Por el tono de voz era evidente que estaba asombrado.
—¿Un disparo de advertencia? —sugirió Carya.
Vought hizo un gesto negativo con la cabeza.
—No. Los cogitadores detectan explosiones de energía en el casco de la Thunderhawk. La nave de desembarco está sufriendo impactos.
El ya familiar campanilleo sonó de nuevo, y Maas salió del nicho de comunicaciones.
—Capitán de batalla Garro, acaba de llegar un mensaje sin codificar por el canal de comunicación general.
—¿Qué dice? De prisa —le ordenó Garro.
—Del comandante general Eidolon, nave estelar de combate Andronius. El mensaje dice: «la Thunderhawk fugitiva actúa en contra de las órdenes del Señor de la Guerra y se la debe considerar una renegada. Se ordena a todas las unidades de la flota que la destruyan en cuanto puedan».
—¿Destruir una de nuestras propias naves? —Estaba claro que Sendek se sentía horrorizado simplemente con pensar en ello—. ¿Es que se ha vuelto loco?
—La Thunderhawk ha virado —informó la oficial de puente—. Ha visto que nos dirigimos hacia ella. Confirmado, la Thunderhawk se dirige hacia nosotros. —Levantó la cabeza para mirar a Garro—. Se encuentra dentro del alcance de los cañones láser, mi señor.
Carya no movió ni un músculo del rostro, y un tenso silencio se apoderó del puente de mando.
—¿Cuáles son sus órdenes, capitán Garro? —preguntó finalmente.
El capitán de batalla lo miró y después se volvió hacia Maas.
—¿Puede ponerme en comunicación directa con la Thunderhawk?
—Sí, señor.
—Pues hágalo ahora mismo.
—Pero, mi señor, las órdenes son… —empezó a decir Decius.

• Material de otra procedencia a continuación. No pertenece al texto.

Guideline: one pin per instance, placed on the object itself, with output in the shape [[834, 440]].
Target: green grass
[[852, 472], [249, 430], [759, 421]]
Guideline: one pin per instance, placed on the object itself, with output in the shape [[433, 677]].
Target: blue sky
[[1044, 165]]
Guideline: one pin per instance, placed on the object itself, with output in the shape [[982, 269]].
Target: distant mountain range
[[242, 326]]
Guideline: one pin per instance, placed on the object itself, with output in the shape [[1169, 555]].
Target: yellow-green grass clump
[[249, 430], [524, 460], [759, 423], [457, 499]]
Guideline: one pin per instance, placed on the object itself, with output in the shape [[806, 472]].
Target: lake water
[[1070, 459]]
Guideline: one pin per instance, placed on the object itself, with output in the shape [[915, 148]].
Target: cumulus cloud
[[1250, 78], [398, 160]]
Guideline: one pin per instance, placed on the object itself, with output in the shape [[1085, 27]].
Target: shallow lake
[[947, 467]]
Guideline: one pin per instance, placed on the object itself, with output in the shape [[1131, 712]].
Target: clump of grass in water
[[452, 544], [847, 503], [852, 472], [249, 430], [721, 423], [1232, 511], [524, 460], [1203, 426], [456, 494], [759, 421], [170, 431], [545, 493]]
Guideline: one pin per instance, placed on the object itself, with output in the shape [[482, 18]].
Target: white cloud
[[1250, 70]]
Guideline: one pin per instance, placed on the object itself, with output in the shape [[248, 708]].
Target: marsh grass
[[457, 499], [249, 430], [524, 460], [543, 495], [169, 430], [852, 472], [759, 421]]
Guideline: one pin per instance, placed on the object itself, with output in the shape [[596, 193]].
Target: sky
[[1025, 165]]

Garro lo miró con firmeza.
—Eidolon puede dar todas las órdenes que quiera, pero no dispararé contra un camarada astartes sin conocer el motivo. —El capitán de batalla se acercó cojeando al puesto de Maas y tomó el comunicador de mano que le pasó el oficial—. ¡Thunderhawk en rumbo de aproximación al Eisenstein, identifíquese!

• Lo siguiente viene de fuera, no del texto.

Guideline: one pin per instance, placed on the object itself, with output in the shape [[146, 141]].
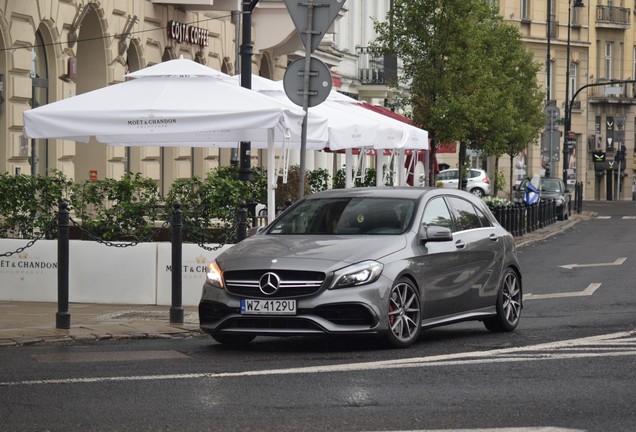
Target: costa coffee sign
[[187, 33]]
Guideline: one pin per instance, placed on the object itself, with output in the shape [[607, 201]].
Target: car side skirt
[[475, 315]]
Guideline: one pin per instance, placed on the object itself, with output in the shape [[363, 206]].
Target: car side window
[[485, 220], [436, 213], [465, 214]]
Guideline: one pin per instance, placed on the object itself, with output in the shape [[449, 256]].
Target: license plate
[[268, 307]]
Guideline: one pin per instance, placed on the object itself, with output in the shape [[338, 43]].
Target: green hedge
[[132, 208]]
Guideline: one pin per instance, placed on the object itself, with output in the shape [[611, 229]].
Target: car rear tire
[[404, 314], [233, 340], [477, 192], [508, 304]]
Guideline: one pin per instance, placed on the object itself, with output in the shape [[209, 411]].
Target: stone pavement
[[28, 323]]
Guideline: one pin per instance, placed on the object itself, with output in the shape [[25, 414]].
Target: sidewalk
[[28, 323]]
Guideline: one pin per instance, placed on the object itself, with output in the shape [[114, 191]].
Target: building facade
[[598, 38], [60, 48]]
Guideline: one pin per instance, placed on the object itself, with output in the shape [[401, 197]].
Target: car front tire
[[477, 192], [508, 304], [404, 314]]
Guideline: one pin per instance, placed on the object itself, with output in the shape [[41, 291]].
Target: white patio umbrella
[[182, 105]]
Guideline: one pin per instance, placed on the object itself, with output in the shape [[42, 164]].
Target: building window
[[608, 60], [553, 93], [525, 9], [573, 81]]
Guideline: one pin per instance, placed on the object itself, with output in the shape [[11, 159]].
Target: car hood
[[322, 253]]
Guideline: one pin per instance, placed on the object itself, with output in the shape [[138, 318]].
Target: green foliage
[[117, 209], [318, 180], [339, 180], [500, 181], [131, 208], [209, 205], [289, 191], [469, 77], [28, 204]]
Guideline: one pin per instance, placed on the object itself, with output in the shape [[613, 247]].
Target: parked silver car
[[384, 261], [477, 183]]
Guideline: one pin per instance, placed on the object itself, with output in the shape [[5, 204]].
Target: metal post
[[245, 170], [176, 310], [306, 78], [241, 227], [547, 64], [62, 317], [568, 109]]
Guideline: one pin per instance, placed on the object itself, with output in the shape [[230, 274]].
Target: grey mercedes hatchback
[[383, 261]]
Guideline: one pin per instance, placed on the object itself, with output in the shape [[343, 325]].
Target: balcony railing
[[612, 15], [370, 67], [612, 91]]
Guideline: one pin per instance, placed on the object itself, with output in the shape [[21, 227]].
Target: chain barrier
[[229, 237], [91, 236], [31, 242]]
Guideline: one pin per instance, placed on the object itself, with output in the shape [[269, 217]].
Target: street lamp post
[[566, 134]]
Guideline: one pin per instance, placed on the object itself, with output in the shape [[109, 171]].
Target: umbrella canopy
[[189, 109], [175, 103]]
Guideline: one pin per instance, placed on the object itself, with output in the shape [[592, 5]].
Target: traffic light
[[620, 154]]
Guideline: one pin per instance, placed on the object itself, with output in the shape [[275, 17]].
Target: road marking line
[[618, 261], [586, 292], [560, 350]]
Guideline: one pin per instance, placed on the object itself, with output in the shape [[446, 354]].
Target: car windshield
[[553, 186], [347, 216]]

La ansiosa respuesta le llegó a través de los chasquidos de las interferencias.
—¿Nathaniel? —Decius vio cómo la cara de Garro palidecía cuando reconoció la voz—. Soy Saúl. ¡Me alegro de oírte, hermano mío!

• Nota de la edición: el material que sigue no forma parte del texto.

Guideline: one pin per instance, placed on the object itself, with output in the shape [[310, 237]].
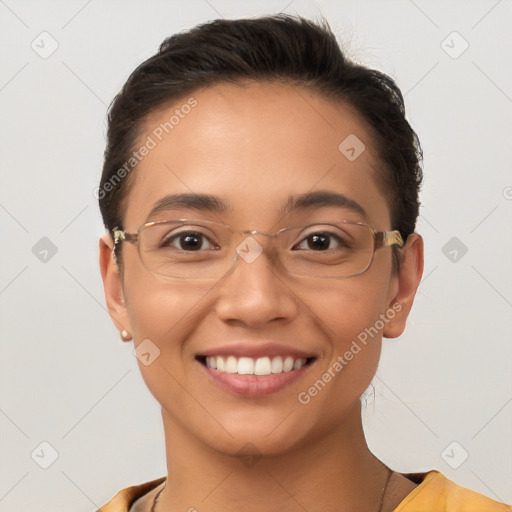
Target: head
[[252, 115]]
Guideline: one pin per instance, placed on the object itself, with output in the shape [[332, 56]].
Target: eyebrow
[[322, 199], [210, 203], [199, 202]]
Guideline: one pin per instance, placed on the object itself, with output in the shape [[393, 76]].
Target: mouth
[[260, 366]]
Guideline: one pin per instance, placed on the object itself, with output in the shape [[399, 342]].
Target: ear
[[113, 285], [406, 284]]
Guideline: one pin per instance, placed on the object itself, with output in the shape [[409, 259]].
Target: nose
[[254, 293]]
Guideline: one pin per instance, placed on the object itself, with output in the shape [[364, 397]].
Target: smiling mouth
[[254, 366]]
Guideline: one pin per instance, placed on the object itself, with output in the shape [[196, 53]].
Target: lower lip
[[254, 385]]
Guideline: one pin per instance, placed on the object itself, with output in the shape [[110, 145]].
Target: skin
[[253, 147]]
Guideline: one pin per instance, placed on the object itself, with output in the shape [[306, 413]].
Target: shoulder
[[126, 498], [436, 492]]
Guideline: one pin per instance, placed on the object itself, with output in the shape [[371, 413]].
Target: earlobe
[[113, 287], [407, 282]]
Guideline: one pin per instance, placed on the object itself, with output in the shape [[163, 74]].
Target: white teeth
[[231, 365], [245, 366], [277, 365], [262, 366], [259, 366]]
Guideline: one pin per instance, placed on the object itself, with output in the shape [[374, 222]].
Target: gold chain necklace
[[383, 493]]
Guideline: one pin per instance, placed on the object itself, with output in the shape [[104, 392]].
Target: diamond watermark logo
[[351, 147], [454, 455], [454, 249], [146, 352], [249, 249], [44, 250], [44, 455], [44, 45], [454, 45]]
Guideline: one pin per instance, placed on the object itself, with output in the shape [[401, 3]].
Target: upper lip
[[255, 351]]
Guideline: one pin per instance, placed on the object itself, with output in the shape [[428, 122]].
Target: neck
[[336, 472]]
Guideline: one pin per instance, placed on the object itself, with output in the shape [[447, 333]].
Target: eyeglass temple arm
[[122, 236]]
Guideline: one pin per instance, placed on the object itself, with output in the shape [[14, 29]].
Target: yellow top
[[435, 493]]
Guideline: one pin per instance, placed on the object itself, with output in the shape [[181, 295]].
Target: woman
[[260, 193]]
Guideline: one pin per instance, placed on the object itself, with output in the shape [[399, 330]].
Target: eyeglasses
[[201, 249]]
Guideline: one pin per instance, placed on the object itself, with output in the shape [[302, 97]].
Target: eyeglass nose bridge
[[249, 249]]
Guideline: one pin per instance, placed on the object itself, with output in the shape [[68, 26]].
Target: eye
[[322, 241], [191, 241]]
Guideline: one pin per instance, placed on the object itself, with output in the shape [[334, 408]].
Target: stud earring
[[125, 335]]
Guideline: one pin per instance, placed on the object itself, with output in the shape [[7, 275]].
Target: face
[[255, 148]]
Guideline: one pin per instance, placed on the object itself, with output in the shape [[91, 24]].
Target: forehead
[[255, 146]]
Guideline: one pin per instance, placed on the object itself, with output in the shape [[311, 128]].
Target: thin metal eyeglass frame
[[380, 239]]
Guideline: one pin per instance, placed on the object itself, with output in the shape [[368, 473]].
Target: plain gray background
[[443, 391]]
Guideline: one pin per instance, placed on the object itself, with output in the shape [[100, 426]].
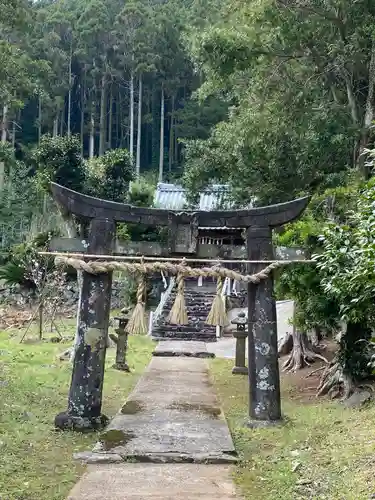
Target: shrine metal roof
[[173, 197]]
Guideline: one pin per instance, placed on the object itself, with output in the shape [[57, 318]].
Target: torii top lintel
[[88, 207]]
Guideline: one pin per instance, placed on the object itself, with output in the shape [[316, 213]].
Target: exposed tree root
[[335, 383], [321, 368], [301, 355]]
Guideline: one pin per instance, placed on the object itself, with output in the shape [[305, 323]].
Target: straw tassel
[[137, 324], [178, 315], [218, 315]]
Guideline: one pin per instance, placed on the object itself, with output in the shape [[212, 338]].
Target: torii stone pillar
[[85, 395]]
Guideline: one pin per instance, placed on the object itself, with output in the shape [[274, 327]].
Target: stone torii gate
[[85, 395]]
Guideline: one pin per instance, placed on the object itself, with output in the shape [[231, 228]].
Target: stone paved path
[[171, 419]]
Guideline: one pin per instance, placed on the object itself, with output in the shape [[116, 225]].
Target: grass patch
[[323, 451], [36, 462]]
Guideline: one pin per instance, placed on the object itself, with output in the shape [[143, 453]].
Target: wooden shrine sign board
[[85, 396]]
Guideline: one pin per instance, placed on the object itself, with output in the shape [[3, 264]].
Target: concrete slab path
[[173, 426], [155, 482]]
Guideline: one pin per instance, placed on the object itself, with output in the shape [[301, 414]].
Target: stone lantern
[[240, 335], [121, 341]]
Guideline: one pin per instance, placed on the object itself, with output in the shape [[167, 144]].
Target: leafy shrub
[[58, 159]]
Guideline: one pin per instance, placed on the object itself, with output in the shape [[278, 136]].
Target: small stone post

—Saúl Tarvitz —musitó Sendek—. El primer capitán de los Hijos del Emperador. Pero ¡es imposible! ¡Es un hombre de honor! ¡Si se ha convertido en un traidor, es que toda la galaxia ha enloquecido!
Decius se dio cuenta de que no podía apartar la mirada del asombrado rostro de Garro.
—Quizá sea así.
Decius tardó un largo momento en percatarse de que quien había dicho aquello había sido él mismo.